Smoky Mountain Blog

A Smoky Mountain journal discussing nature, current news, special events, the best of things and the worst of things.

Saturday, June 25, 2005

Wampus Cats and Haints!

The longer you read this blog, the more you will hear and see quotes from the Knoxville News Sentinel’s funny columnist, Sam Venable. He cracks me up and he always has something funny to say about our superstitions and the good ol’ timey rumors in this neck of the woods.

In a recent edition of the paper, Venable wrote about the move of the UT dairy farm from its present location on the UT campus, and the column “elicited a funny remembrance from Bill Simpson, who worked at UT’s agricultural complex 1950-65.” The story took place in an old barn down close to the river and it is a lol (laugh out loud) story.

It was Simpson’s job every morning to climb to the top of the barn and clean out a “light trap” to recover one species of moth.
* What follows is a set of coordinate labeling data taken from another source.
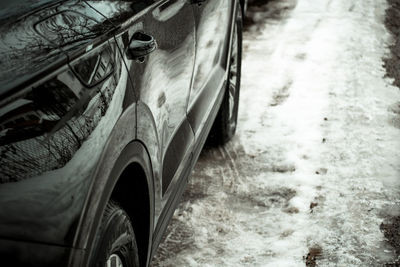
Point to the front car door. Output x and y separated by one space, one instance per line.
161 82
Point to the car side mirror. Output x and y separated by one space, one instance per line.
140 46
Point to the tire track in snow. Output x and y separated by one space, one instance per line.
302 182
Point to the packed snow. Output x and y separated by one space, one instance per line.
314 168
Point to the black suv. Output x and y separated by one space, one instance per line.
105 106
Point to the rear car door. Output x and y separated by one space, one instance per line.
212 18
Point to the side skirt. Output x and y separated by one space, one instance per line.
174 201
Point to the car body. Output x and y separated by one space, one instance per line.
103 100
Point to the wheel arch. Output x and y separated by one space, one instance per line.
137 205
129 181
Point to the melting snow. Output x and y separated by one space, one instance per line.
315 162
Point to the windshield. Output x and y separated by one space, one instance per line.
13 8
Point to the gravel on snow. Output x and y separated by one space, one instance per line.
314 168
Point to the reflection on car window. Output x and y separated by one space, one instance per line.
67 27
93 69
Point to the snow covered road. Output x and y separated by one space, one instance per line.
314 169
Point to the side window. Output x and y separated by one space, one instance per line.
43 129
94 68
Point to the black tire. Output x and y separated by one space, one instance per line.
116 240
224 126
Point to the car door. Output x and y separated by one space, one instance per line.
213 20
161 80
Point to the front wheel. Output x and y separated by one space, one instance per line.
116 243
224 126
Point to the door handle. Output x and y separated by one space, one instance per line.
198 2
140 46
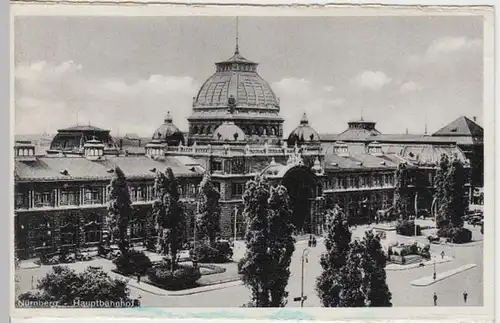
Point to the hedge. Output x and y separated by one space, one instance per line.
133 262
407 228
181 278
218 252
456 235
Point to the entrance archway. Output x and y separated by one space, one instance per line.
302 189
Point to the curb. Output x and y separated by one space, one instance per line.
414 266
443 276
215 287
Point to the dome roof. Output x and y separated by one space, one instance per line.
303 133
236 77
228 131
168 132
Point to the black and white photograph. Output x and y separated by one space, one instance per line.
238 161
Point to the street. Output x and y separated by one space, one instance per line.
449 291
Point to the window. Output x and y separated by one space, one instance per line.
238 188
70 197
217 166
92 233
93 195
43 199
21 200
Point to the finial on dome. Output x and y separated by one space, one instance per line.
304 120
168 118
237 50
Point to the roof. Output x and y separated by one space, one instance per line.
83 128
237 58
360 161
462 126
80 168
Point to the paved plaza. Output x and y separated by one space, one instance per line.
449 290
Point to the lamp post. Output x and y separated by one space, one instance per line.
434 274
305 252
235 222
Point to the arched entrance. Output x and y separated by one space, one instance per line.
302 189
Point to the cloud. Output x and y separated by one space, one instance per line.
410 86
53 96
371 80
446 50
300 95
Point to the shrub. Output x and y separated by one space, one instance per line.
456 235
218 252
181 278
407 228
133 263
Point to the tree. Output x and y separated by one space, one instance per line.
119 208
337 243
281 244
169 216
351 278
401 181
254 266
375 287
449 192
64 286
208 219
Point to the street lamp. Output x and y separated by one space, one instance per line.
434 274
305 252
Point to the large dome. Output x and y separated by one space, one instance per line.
303 133
168 132
236 78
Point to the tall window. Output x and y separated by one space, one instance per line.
69 197
238 188
217 166
43 199
21 200
93 195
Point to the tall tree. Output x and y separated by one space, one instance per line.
440 189
255 265
375 287
401 194
169 215
208 219
119 208
337 243
351 278
281 244
449 192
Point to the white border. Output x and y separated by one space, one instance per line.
133 9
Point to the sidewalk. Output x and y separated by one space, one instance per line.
396 267
429 280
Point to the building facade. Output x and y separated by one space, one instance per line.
235 133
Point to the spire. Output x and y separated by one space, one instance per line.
237 50
304 120
168 118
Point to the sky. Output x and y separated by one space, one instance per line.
125 73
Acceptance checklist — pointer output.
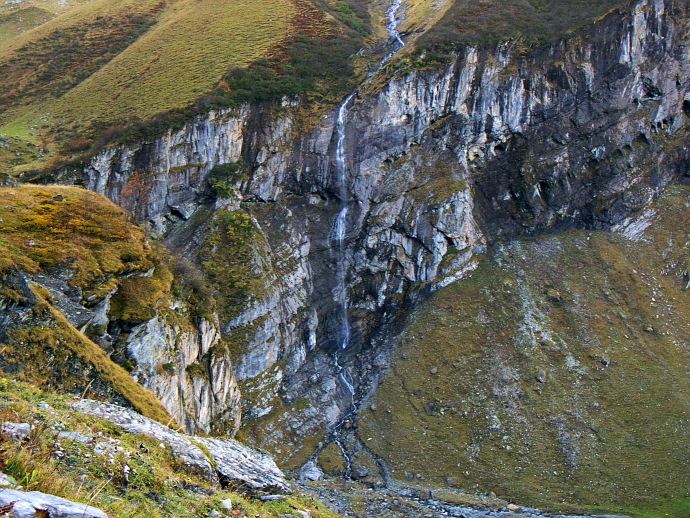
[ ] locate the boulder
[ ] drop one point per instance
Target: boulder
(231, 461)
(187, 452)
(245, 466)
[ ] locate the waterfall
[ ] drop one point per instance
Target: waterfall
(339, 231)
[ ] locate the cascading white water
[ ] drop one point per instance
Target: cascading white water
(340, 227)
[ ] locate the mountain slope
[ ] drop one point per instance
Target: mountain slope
(558, 372)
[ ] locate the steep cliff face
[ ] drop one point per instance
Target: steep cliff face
(80, 285)
(178, 364)
(503, 142)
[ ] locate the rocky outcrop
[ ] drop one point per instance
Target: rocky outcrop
(502, 142)
(177, 363)
(225, 461)
(33, 503)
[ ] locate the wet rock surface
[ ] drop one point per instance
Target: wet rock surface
(353, 499)
(498, 144)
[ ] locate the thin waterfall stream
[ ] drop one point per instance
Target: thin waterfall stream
(340, 231)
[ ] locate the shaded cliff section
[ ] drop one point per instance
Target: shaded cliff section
(502, 143)
(88, 306)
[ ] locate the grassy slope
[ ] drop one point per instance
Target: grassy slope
(607, 321)
(19, 17)
(43, 227)
(181, 58)
(158, 485)
(108, 61)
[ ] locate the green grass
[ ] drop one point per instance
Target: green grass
(47, 226)
(607, 430)
(158, 484)
(44, 227)
(178, 60)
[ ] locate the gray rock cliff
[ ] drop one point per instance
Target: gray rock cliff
(502, 142)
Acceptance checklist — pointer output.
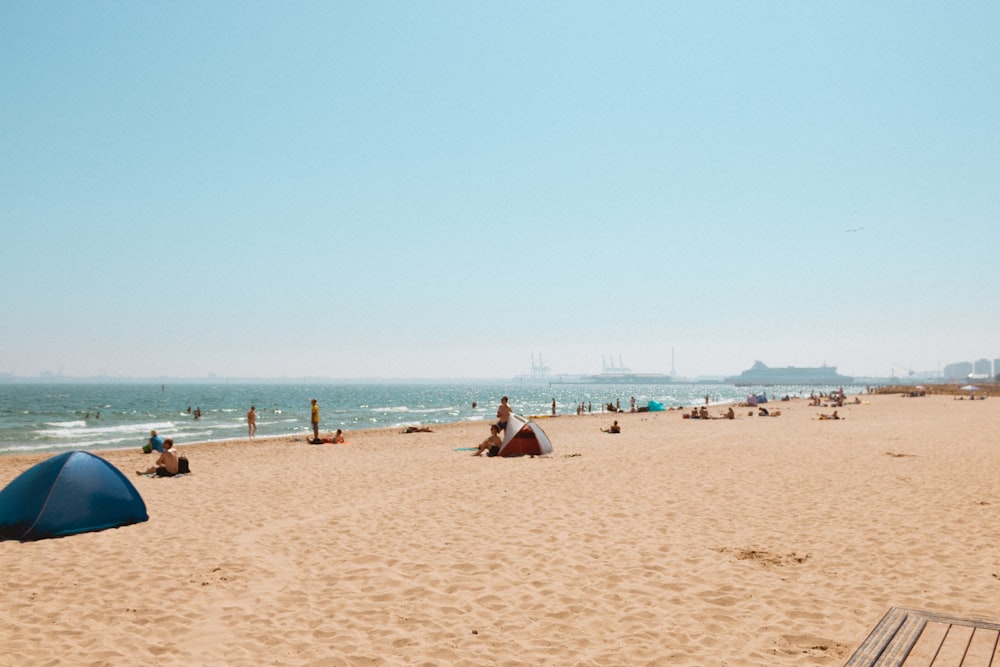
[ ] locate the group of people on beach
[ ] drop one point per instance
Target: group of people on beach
(169, 463)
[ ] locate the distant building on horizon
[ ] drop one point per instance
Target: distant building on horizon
(957, 372)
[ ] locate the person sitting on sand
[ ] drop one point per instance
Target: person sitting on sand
(166, 465)
(336, 439)
(155, 443)
(490, 445)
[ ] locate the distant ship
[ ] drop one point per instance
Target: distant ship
(760, 374)
(614, 378)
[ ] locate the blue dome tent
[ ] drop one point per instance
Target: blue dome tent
(71, 493)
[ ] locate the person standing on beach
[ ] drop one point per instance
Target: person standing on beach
(315, 420)
(503, 414)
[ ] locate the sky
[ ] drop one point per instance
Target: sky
(451, 189)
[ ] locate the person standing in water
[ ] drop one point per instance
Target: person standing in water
(315, 419)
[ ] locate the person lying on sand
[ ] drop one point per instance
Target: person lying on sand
(614, 428)
(490, 445)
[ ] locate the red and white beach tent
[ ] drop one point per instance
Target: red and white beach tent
(523, 437)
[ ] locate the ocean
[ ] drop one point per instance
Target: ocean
(52, 417)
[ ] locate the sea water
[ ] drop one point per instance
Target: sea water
(54, 417)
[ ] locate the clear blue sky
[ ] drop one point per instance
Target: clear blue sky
(442, 189)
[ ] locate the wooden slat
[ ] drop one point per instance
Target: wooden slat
(878, 639)
(981, 648)
(909, 632)
(954, 646)
(926, 648)
(915, 638)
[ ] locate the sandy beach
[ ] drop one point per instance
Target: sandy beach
(754, 541)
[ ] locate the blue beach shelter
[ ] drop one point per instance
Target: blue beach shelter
(70, 493)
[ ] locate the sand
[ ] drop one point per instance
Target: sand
(758, 541)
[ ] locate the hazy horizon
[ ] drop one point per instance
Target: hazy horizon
(442, 190)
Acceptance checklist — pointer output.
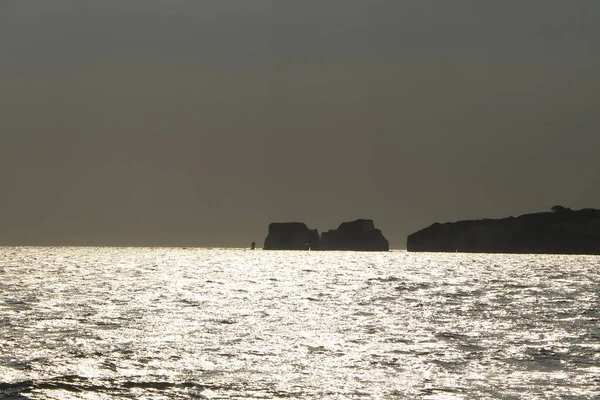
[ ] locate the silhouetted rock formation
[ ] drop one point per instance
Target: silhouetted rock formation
(563, 231)
(291, 236)
(356, 235)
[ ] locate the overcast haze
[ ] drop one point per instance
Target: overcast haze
(199, 122)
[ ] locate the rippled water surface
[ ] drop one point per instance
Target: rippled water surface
(163, 323)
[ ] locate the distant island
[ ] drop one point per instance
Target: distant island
(358, 235)
(562, 231)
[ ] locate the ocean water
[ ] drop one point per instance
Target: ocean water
(168, 323)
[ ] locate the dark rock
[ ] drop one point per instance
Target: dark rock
(356, 235)
(359, 235)
(563, 231)
(291, 236)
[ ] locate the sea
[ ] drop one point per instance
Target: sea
(211, 323)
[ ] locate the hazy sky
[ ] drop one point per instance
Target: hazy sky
(172, 122)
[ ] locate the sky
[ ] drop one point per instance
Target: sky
(197, 123)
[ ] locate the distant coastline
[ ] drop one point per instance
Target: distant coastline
(358, 235)
(561, 231)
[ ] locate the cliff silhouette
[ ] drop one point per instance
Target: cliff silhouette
(358, 235)
(562, 231)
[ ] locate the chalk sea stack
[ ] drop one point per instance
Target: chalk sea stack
(562, 231)
(291, 236)
(359, 235)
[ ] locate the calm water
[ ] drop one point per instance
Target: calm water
(106, 323)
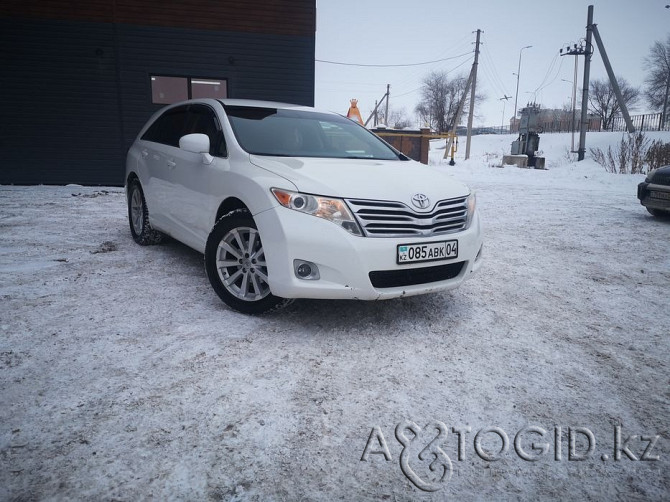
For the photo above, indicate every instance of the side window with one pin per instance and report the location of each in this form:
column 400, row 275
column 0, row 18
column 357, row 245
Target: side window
column 168, row 128
column 203, row 120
He said, “the zoology department also had a complete cow skeleton stored in the hay loft, the critter standing on a big pedestal.”

One of the co-workers Simpson worked with was a believer in “wampus cats” and other East Tennessee “haints”, and it was just too natural that Simpson and a buddy should conspire to bring the scary critter to life.

“A buddy and I ran twine from the foreleg of the skeleton, down the bones and between the loft boards, unplugged the light trap, then covered our twine tracks with loose hay.

“We took the wampus cat believer with us the next morning, and when we noticed the ‘light was out’, we left him in the loft while we went to ‘check the fuses’.

“Of course, we started pulling on our hidden twine, and the skeleton began pawing the pedestal.

“We heard three or four giant steps on the loft floor, then a crash outside. The guy had jumped out of the loft down to the ground! Fortunately he was unhurt, but he did have to change his underwear.

“Every time I go by the farm, I remember how nice the fields always looked and how nice it was down there among the corn and the cows. But I also start hee-hawing when I remember the ‘Wampus Cow’.”